Can These Views Be One Scene? Evaluating Multiview 3D Consistency when 3D Foundation Models Hallucinate
Paper (arXiv) · Project page · SysCON3D dataset · Human evaluation site
Authors: Soumava Paul*, Prakhar Kaushik*, Alan Yuille — CCVL, Johns Hopkins University. *Equal contribution.
demo_gradio_compare.py: interactive MASt3R, DUSt3R, Fast3R, VGGT, and RobustVGGT comparison on uploaded images or SysCON3D samples.run_syscon3d_project_assets.py: batch asset generation for SysCON3D samples.eval_image_dir_metrics.py: neural/backbone metrics on arbitrary image sets.eval_generated_nvs_metrics.py: neural/backbone metrics on generated NVS output layouts.colmap_metrics/: COLMAP reconstruction and metric wrappers for arbitrary image sets.

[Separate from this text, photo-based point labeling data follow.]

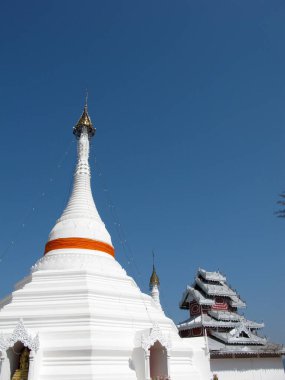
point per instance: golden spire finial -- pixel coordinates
(154, 280)
(84, 121)
(86, 99)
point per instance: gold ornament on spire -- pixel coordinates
(154, 280)
(84, 122)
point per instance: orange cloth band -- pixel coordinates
(82, 243)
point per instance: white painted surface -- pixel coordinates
(92, 324)
(80, 217)
(248, 369)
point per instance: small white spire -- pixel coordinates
(154, 284)
(80, 219)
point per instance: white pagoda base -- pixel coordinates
(84, 318)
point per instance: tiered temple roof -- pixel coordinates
(213, 308)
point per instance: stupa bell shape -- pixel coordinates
(80, 226)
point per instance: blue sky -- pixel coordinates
(188, 101)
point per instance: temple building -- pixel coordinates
(79, 316)
(236, 348)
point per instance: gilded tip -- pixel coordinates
(154, 280)
(84, 122)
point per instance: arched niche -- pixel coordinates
(157, 348)
(158, 362)
(14, 355)
(10, 346)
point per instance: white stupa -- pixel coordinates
(78, 313)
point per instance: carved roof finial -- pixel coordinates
(84, 122)
(154, 280)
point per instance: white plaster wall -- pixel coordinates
(90, 322)
(248, 369)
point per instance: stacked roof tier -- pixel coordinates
(213, 307)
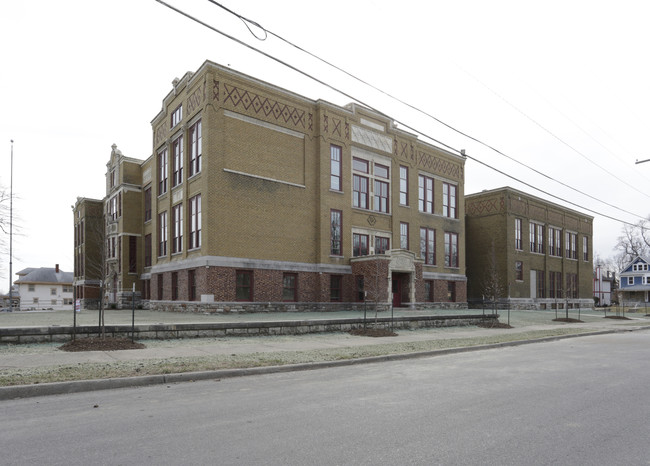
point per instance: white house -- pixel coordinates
(44, 288)
(635, 280)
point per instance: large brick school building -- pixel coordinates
(255, 198)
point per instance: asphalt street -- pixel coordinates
(574, 401)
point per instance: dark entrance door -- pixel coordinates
(397, 290)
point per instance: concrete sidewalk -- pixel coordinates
(32, 356)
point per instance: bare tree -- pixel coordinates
(493, 283)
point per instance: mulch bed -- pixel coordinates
(373, 332)
(494, 324)
(101, 344)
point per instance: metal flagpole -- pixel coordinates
(11, 227)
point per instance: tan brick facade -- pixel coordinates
(512, 238)
(269, 191)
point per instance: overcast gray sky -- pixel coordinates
(561, 86)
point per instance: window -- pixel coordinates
(425, 194)
(162, 172)
(571, 285)
(336, 282)
(174, 286)
(360, 184)
(451, 249)
(451, 292)
(359, 245)
(177, 116)
(571, 245)
(177, 168)
(403, 185)
(133, 254)
(244, 285)
(536, 238)
(162, 234)
(555, 284)
(428, 290)
(404, 235)
(554, 242)
(336, 222)
(381, 245)
(289, 286)
(195, 149)
(147, 250)
(519, 271)
(449, 200)
(381, 188)
(191, 285)
(335, 167)
(428, 245)
(195, 222)
(361, 292)
(177, 233)
(147, 203)
(541, 288)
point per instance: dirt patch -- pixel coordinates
(101, 344)
(373, 332)
(493, 324)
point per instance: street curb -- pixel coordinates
(60, 388)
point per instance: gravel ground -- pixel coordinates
(427, 340)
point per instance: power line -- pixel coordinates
(329, 86)
(246, 21)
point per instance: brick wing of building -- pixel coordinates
(255, 198)
(527, 252)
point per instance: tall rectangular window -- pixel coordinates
(177, 233)
(571, 245)
(195, 222)
(335, 167)
(147, 250)
(177, 168)
(425, 194)
(336, 290)
(176, 116)
(244, 285)
(336, 224)
(147, 203)
(163, 172)
(381, 245)
(404, 235)
(162, 234)
(359, 245)
(195, 148)
(554, 242)
(133, 254)
(541, 288)
(451, 249)
(519, 271)
(428, 245)
(449, 202)
(403, 185)
(289, 286)
(174, 286)
(191, 285)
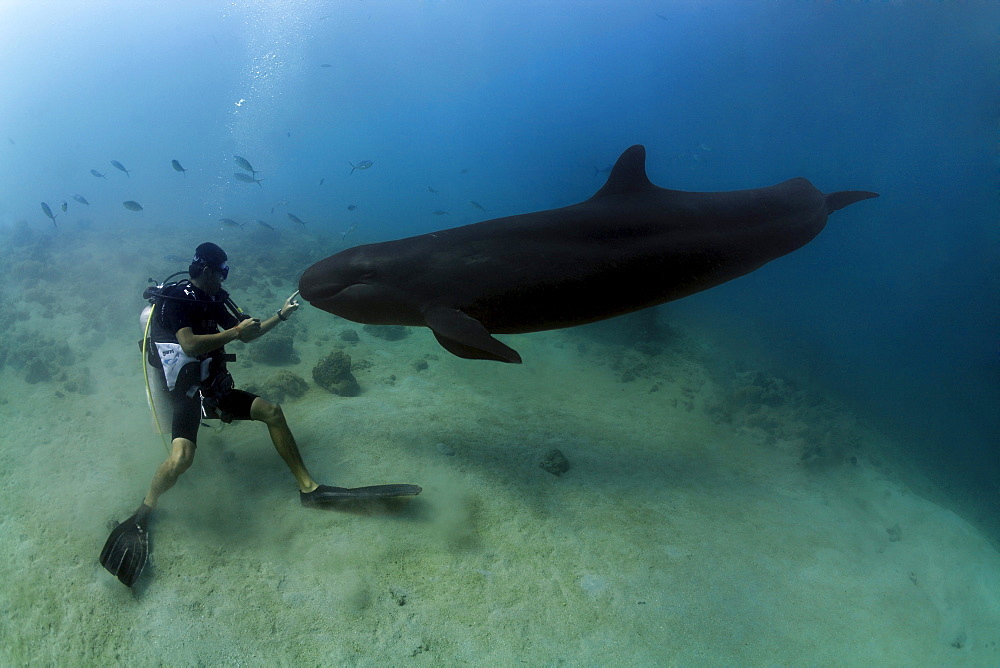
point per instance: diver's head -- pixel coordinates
(208, 269)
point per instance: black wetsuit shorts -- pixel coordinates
(232, 404)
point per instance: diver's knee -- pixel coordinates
(181, 457)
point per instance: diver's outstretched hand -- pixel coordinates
(290, 306)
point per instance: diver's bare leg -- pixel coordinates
(272, 415)
(179, 461)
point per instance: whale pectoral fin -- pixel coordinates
(464, 336)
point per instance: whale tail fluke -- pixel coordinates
(838, 200)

Model checkpoints are not included. The code downloads public Hugging Face checkpoints at runtime:
- MASt3R:
naver/MASt3R_ViTLarge_BaseDecoder_512_catmlpdpt_metric - DUSt3R:
naver/DUSt3R_ViTLarge_BaseDecoder_512_dpt - Fast3R:
jedyang97/Fast3R_ViT_Large_512 - VGGT:
facebook/VGGT-1B - FeatUp:
mhamilton723/FeatUp
VGGT, MASt3R, DUSt3R, and Fast3R all return dense 3D structure when fed pure Gaussian noise as multi-view input. Metrics built on top (such as MEt3R) inherit this failure and report high 3D consistency on what is, in fact, no scene at all.
In the interactive gallery on the project page, you can orbit these reconstructions and switch between scene types (Gaussian noise, cross-scene mixtures, one-outlier, patched corruptions, and clean baselines).
Multiview 3D evaluation assumes that the images being scored are observations of one static 3D scene. This assumption can fail in NVS and sparse-view reconstruction: inputs or generated outputs may contain artifacts, outlier frames, repeated views, or noise, yet still receive high 3D consistency scores. Existing reference-based metrics require ground truth, while ground-truth-free metrics such as MEt3R depend on learned reconstruction backbones whose failure modes are poorly characterized. We study this reliability problem by comparing neural reconstruction priors with classical geometric verification. We introduce SysCON3D, a controlled robustness benchmark for multiview 3D consistency, and a parametric family that decomposes neural metrics into backbone, residual, and aggregation components. This family recovers MEt3R and yields variants up to 3× more robust. Our analysis shows that VGGT, MASt3R, DUSt3R, and Fast3R can hallucinate dense geometry and cross-view support for unrelated scenes, repeated images, and random noise. We introduce COLMAP-based metrics that use matches, registration, dense support, and reconstruction failure as failure-aware consistency signals. On real NVS outputs and a structured human study, these metrics achieve up to 4× higher correlation with human judgments than MEt3R.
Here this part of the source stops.